Abstract

121 Background: More than 362,000 female cancer survivors under 40 years old live in the US. Research consistently shows no increased cancer risk among offspring of cancer survivors in the absence of a hereditary cancer. Still survivors voice concerns over the health of future children. This analysis explores young adult female cancer survivors’ (YAFCS) perceptions of genetic cancer risk and related reproductive concerns. Methods: Eligible females were aged 18-35, at least one year post-treatment. Participants were recruited using social media posts from 17 young adult cancer advocacy groups and directed to an anonymous web-based survey that included the Reproductive Concerns after Cancer Scale (RCACS), with a 3-item “Concerns about Future Child Health” subscale. Results: 346 YAFCS completed the full survey, and based on logic-based branching, 192 respondents could have completed the RCACS: 177 (92%) completed the entire scale and 187 (97%) completed the child’s health subscale. Mean RCACS score was 58.5 (sd = 11.6; range 22-86); mean child’s health score was 11.3 (sd = 3.3; range 3-15), with a negative skew.

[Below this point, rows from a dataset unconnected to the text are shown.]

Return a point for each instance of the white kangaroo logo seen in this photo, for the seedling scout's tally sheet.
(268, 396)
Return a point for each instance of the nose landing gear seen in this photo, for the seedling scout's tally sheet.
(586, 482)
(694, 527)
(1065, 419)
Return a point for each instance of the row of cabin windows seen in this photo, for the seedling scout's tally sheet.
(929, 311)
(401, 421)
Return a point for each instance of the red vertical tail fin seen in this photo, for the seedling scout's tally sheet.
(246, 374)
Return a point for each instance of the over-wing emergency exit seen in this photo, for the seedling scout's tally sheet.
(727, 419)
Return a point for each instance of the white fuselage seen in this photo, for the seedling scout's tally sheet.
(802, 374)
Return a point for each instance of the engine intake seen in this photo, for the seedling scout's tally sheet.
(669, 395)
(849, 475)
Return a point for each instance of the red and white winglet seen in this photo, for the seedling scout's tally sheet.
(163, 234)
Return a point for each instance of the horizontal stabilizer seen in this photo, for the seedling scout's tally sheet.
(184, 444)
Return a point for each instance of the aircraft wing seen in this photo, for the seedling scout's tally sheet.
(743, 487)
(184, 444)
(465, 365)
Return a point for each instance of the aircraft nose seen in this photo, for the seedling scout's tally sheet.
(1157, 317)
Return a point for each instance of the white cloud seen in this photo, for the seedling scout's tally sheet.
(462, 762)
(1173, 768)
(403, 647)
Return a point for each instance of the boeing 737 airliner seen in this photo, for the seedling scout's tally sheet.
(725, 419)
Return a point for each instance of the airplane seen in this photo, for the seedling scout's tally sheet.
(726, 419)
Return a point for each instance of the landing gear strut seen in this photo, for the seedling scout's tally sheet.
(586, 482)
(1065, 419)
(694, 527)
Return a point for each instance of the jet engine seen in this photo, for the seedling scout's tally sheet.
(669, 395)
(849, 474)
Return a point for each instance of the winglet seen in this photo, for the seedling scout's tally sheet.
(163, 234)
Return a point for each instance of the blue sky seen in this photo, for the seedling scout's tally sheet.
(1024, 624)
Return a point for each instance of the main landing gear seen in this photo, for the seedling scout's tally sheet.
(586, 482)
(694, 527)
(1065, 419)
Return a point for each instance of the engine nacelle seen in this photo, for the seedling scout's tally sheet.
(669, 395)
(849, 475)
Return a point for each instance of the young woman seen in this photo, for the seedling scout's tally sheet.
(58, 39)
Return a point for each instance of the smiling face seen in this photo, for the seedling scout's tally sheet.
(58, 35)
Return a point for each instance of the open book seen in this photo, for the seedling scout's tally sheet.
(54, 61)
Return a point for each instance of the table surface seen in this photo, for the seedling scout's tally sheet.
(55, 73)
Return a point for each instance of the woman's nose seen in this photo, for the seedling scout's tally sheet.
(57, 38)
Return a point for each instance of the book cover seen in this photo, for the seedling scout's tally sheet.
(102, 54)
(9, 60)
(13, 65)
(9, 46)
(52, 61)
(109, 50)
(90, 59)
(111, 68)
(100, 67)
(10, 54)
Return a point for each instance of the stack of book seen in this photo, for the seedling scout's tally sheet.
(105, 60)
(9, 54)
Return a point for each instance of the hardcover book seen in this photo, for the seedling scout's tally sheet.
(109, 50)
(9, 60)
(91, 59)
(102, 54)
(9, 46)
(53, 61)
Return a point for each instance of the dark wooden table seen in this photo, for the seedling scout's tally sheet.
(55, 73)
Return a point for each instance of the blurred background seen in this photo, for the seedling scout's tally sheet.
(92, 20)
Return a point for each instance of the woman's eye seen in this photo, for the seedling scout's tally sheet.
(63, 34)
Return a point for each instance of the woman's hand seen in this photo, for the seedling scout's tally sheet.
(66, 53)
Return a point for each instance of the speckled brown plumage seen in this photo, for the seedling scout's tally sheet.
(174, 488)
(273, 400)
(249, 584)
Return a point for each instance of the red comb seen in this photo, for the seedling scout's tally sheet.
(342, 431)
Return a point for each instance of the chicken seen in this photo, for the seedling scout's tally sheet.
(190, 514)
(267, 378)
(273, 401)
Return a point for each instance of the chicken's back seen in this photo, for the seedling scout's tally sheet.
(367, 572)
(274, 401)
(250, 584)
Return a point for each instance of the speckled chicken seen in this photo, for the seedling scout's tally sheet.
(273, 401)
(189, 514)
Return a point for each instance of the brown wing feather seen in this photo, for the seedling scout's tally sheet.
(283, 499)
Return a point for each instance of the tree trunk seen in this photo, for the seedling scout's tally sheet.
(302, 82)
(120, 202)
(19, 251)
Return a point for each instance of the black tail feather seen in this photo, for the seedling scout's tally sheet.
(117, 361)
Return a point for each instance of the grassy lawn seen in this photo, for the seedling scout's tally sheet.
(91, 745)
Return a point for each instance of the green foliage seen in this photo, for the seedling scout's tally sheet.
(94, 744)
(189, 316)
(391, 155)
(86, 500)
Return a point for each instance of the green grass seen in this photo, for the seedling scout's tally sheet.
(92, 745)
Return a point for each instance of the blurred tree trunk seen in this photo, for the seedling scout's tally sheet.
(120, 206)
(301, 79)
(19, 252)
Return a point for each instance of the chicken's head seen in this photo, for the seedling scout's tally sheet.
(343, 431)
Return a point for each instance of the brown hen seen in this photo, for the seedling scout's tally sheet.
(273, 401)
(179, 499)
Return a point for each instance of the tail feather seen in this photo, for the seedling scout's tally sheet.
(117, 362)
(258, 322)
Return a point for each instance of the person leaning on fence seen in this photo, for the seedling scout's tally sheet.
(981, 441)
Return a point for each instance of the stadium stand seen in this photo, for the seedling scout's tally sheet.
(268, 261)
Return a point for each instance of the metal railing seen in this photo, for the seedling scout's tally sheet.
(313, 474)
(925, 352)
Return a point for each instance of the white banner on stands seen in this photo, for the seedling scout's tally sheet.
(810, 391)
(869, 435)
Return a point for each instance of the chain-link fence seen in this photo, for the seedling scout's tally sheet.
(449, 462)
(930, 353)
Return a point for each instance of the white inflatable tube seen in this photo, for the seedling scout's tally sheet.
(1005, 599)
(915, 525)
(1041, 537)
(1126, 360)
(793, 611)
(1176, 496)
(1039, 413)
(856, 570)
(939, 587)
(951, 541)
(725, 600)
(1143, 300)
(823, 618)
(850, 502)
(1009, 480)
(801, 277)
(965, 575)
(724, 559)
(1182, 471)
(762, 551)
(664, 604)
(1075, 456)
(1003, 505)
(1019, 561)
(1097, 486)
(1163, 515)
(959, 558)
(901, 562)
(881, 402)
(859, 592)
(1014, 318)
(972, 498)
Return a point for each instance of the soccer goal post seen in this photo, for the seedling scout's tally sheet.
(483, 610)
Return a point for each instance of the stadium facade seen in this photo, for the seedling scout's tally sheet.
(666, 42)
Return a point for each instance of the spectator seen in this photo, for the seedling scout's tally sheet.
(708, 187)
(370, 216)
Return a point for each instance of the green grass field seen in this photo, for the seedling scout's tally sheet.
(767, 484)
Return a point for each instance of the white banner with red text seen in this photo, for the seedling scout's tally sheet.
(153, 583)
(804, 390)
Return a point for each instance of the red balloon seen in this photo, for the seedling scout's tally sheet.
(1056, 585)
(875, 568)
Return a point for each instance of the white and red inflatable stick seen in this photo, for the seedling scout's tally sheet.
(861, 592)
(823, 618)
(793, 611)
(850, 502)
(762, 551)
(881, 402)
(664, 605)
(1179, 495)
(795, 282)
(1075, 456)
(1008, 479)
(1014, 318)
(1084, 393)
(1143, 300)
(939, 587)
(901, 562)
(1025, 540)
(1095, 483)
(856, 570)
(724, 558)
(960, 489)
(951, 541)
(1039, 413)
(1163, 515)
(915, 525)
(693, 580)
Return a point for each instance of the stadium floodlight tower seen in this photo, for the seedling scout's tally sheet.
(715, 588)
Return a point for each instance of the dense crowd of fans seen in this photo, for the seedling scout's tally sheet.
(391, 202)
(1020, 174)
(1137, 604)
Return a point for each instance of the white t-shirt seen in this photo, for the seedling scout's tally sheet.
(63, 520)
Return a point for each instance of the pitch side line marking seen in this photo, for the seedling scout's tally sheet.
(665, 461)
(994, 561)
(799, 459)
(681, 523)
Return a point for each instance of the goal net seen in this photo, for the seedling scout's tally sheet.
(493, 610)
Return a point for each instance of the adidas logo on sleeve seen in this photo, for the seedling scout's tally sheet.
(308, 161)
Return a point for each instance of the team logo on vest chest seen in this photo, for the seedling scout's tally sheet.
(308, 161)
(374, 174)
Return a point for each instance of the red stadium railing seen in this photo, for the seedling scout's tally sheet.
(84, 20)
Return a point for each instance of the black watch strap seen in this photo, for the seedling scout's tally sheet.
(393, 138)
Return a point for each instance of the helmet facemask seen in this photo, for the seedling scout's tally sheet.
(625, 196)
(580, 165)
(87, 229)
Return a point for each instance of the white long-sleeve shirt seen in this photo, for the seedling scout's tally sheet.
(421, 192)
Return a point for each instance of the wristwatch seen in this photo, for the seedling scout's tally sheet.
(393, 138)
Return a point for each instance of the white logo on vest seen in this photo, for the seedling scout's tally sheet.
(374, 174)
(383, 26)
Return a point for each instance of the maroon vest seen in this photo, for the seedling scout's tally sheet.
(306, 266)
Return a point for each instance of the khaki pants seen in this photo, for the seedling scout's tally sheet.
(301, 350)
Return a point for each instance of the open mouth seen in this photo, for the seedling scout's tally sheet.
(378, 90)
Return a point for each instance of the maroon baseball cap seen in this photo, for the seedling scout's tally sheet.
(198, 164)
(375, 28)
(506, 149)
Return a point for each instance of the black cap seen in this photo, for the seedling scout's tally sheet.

At the item-level, 65% of the sample worried about passing along cancer risk to offspring; 71% worried about family health history affecting future children; and 60% were afraid their children would have a high chance of getting cancer. RCACS and child’s health subscale scores did not vary by age, race, education, income, or diagnosis. Further, mean scores did not vary between survivors of family cancer syndromes (breast, ovarian, colorectal) and those with other diagnoses (RCACS: t = 1.4, df = 175, p = .14; child’s health: t = 0.02, df = 185, p = .99). Conclusions: Despite studies showing minimal genetic cancer risk in offspring of survivors, many YAFCS have concerns about the health of future children. This may be related to mistaken beliefs that genetic mutations within tumor cells are transmissible or unawareness of availability of pre-implantation genetic diagnosis for embryo selection in those with transmissible genetic mutations. There is a need to educate patients about these issues to enable them to make family building choices based on accurate information about genetic risk.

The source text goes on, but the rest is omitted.